Whether the injury was caused by the blade or the kickback is unknown.  It happened so fast that he can't remember and an accident investigation could not tell.  In this case, the guard was removed because the pieces were higher than the guard and it interfered with cutting.  To his defense, the material he was cutting was a special plastic.  It ended up warping with heat as it cut through and clamped down on the blade.  Of course, a push stick would have reduced or stopped any injury, and that was the recommendation of the investigating team.  We are all jus thankful he still has his fingers and can use them.


----------



## Johnathan (Oct 2, 2007)

Holy Crap! My woodworking mentor once told me that he didn't want to be responsible for the only grand pianist/opera singer to have the nickname of stubby, I promised if he showed me how to make pens, I'd be very careful with my tools and shop safety.
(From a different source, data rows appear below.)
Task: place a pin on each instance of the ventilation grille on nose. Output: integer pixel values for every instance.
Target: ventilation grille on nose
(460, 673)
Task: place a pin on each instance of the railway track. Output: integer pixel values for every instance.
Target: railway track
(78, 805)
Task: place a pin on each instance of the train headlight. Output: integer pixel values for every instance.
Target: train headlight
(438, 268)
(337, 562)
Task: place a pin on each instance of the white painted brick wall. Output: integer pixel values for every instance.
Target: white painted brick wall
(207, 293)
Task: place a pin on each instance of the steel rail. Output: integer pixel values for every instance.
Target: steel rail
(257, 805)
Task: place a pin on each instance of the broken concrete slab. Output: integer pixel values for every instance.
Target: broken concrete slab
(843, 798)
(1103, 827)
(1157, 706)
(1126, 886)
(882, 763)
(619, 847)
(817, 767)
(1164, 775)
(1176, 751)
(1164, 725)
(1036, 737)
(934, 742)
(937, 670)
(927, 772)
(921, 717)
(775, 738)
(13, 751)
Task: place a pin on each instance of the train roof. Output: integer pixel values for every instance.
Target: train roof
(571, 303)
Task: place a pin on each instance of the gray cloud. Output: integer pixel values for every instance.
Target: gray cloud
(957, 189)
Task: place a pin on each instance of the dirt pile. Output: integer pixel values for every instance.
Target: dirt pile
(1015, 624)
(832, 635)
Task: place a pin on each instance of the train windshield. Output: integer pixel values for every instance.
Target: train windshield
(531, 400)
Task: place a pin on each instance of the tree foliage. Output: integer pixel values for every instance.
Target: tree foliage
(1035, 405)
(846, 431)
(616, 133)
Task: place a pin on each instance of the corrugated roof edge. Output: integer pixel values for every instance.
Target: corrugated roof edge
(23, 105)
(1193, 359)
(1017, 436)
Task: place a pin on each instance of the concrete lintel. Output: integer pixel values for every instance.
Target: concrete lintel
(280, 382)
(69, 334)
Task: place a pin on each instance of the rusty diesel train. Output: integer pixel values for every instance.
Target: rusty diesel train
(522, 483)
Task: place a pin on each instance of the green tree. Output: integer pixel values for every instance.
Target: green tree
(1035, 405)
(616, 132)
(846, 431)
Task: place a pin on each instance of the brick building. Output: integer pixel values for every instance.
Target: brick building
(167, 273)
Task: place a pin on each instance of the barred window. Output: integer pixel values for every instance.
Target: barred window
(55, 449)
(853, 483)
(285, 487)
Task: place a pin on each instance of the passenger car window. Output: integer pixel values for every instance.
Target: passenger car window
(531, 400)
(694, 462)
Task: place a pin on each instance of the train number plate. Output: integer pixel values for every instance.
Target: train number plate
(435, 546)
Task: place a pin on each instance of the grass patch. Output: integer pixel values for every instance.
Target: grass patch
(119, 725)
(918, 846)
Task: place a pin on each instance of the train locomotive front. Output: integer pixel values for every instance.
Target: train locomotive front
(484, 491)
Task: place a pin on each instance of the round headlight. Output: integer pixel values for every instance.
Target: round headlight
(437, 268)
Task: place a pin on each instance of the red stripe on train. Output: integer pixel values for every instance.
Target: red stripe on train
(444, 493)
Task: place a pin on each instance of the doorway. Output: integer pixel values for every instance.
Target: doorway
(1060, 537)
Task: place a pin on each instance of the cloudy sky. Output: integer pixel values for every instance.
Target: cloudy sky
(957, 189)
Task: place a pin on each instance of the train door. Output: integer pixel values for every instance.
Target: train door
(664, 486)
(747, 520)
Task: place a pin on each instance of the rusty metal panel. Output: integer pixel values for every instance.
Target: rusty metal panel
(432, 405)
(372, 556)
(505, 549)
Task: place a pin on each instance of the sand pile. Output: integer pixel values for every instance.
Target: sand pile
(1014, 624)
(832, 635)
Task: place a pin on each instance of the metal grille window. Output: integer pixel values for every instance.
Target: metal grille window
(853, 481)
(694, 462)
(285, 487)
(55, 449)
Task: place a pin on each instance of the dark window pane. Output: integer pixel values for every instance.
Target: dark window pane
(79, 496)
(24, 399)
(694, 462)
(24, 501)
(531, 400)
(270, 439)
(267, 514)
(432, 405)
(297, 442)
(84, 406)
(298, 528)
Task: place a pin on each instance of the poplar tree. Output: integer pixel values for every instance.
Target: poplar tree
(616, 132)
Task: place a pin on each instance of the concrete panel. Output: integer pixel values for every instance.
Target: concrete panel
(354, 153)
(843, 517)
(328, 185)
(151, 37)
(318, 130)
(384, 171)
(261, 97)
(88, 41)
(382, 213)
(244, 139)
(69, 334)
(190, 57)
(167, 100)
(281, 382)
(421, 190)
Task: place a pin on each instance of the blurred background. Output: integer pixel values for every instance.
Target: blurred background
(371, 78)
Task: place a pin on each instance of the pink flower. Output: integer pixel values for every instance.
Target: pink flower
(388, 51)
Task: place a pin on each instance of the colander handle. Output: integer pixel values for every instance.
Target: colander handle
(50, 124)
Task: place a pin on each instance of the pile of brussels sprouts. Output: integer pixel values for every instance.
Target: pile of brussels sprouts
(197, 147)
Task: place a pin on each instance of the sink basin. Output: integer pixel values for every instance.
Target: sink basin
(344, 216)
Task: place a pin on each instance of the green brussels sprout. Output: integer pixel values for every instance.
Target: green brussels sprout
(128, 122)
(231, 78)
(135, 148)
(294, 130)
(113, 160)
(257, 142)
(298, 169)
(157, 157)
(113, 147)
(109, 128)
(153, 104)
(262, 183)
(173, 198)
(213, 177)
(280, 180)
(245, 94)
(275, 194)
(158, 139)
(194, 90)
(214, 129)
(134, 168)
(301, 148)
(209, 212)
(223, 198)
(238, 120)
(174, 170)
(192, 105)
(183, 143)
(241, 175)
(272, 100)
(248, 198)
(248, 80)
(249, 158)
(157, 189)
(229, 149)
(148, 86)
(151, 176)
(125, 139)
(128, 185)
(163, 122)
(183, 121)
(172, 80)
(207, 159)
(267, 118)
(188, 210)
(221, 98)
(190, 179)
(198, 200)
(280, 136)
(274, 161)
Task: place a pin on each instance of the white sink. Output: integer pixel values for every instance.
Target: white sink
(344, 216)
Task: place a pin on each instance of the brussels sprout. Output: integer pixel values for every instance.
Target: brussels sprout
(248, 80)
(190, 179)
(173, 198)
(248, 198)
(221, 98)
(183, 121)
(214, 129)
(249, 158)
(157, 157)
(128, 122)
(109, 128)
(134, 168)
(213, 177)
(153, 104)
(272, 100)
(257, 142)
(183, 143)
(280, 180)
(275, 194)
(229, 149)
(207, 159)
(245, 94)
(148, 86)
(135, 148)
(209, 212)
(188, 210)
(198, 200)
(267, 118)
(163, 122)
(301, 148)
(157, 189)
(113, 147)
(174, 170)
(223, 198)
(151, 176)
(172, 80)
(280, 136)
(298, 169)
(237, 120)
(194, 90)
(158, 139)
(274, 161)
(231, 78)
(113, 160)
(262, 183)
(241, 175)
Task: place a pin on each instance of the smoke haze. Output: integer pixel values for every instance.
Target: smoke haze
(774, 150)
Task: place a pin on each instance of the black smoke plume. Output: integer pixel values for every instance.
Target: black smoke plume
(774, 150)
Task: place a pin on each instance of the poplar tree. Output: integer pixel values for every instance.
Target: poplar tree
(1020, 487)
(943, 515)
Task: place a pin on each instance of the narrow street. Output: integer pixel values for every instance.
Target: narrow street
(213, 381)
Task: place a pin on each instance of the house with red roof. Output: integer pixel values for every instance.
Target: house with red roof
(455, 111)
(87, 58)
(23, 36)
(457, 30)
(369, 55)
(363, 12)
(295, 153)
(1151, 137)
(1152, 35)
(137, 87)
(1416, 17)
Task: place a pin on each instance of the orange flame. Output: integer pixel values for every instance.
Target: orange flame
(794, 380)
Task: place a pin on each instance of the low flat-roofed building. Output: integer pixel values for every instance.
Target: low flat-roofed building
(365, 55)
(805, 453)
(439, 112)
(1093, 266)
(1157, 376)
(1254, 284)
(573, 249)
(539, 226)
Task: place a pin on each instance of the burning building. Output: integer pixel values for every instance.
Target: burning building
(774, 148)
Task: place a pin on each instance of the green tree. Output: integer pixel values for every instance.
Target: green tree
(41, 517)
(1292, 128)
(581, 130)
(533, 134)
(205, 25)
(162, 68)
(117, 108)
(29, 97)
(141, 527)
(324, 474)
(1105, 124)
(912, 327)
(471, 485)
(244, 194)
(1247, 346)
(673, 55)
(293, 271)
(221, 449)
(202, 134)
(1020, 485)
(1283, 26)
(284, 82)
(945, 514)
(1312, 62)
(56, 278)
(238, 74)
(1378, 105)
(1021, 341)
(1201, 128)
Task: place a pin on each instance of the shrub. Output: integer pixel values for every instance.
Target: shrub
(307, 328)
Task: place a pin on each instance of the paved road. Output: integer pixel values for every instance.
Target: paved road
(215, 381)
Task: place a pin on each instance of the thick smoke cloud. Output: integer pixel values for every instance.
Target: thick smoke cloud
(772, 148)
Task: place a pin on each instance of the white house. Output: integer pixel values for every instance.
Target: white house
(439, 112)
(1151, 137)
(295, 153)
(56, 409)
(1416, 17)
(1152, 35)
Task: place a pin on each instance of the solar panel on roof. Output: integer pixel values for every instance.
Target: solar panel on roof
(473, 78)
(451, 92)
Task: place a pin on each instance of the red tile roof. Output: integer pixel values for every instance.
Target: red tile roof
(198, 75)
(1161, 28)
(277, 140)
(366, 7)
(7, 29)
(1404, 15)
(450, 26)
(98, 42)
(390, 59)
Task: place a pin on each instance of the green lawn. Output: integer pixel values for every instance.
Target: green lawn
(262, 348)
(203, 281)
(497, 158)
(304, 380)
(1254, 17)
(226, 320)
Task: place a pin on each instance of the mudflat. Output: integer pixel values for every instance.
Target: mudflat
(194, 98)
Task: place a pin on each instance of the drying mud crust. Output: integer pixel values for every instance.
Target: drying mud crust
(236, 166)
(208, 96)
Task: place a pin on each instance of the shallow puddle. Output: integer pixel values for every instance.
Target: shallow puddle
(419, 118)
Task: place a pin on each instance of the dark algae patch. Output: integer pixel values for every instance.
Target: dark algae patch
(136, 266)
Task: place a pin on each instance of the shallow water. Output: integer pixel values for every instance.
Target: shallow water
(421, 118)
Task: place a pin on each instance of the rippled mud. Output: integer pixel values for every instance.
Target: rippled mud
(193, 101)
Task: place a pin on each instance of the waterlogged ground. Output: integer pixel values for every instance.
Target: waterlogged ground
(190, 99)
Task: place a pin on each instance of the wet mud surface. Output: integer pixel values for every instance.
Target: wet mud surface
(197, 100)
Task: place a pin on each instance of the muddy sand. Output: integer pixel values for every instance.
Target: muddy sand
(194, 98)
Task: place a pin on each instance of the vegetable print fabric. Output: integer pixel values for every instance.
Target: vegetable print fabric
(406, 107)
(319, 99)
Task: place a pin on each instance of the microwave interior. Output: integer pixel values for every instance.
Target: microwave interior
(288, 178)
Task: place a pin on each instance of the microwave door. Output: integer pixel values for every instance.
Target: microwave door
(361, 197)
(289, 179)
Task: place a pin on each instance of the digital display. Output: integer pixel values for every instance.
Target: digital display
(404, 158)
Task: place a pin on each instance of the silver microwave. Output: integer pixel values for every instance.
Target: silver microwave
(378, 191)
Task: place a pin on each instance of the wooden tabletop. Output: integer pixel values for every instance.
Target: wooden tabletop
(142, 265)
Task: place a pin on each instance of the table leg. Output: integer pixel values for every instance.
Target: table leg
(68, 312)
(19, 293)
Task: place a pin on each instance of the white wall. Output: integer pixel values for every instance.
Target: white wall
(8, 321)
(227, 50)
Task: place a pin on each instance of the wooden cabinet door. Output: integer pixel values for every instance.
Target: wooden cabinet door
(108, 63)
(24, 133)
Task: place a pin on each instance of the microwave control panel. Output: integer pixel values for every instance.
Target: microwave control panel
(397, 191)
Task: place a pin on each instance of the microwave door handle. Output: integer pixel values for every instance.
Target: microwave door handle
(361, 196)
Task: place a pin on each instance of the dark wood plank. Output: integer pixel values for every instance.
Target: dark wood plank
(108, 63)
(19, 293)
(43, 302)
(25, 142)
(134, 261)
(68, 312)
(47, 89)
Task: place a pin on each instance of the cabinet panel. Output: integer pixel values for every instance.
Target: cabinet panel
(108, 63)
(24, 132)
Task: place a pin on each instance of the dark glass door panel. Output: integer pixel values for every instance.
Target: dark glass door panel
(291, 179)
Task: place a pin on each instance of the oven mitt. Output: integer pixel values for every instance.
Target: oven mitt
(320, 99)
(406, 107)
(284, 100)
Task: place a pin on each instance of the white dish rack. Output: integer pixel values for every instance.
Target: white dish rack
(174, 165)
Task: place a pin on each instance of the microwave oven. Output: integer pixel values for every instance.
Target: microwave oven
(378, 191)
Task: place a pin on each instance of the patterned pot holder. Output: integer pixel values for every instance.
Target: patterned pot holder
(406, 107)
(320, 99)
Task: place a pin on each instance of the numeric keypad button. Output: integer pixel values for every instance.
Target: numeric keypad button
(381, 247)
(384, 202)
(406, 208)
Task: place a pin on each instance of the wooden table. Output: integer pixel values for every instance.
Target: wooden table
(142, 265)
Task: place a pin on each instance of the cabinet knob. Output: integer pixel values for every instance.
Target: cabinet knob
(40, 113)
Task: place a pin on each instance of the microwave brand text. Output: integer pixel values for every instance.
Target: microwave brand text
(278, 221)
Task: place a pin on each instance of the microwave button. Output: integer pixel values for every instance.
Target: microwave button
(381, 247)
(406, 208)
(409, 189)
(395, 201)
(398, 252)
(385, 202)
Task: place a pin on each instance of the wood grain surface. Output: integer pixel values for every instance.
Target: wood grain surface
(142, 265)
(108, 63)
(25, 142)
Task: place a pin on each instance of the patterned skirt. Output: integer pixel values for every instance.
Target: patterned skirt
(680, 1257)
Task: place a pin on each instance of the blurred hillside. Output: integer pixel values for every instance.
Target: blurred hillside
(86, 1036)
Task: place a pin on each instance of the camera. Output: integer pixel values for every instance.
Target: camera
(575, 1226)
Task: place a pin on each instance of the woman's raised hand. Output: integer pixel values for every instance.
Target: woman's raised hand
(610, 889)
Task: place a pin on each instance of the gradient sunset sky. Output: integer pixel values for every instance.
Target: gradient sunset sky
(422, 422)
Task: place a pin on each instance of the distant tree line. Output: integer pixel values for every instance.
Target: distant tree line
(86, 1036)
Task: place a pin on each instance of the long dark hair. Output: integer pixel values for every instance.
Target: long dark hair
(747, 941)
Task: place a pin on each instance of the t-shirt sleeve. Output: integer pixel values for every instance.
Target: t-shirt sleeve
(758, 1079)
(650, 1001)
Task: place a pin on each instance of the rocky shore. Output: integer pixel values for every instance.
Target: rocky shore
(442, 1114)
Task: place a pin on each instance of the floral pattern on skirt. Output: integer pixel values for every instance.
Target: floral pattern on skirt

So far a couple close calls but haven't lost anything - Better Knock on Exotic Wood!


----------



## Rifleman1776 (Oct 2, 2007)

> _Originally posted by ilikewood_
> <br />Whether the injury was caused by the blade or the kickback is unknown.  It happened so fast that he can't remember and an accident investigation could not tell.  In this case, the guard was removed because the pieces were higher than the guard and it interfered with cutting.  To his defense, the material he was cutting was a special plastic.  It ended up warping with heat as it cut through and clamped down on the blade.  Of course, a push stick would have reduced or stopped any injury, and that was the recommendation of the investigating team.  We are all jus thankful he still has his fingers and can use them.



Other than a general reminder to be careful, without knowing what happened, this event did not provide much in the way of a learning experience, unfortunately. Kick-backs can hurt. One of my first projects with my new shop put me on the floor almost unconscious with a table saw kick-back. I learned: the fence is a RIP fence, not a guide for cross-cutting; and stand off to one side. The hunk of 2x4 that hit my solar plexus put me down for about 15 minutes and infliced major pain.


----------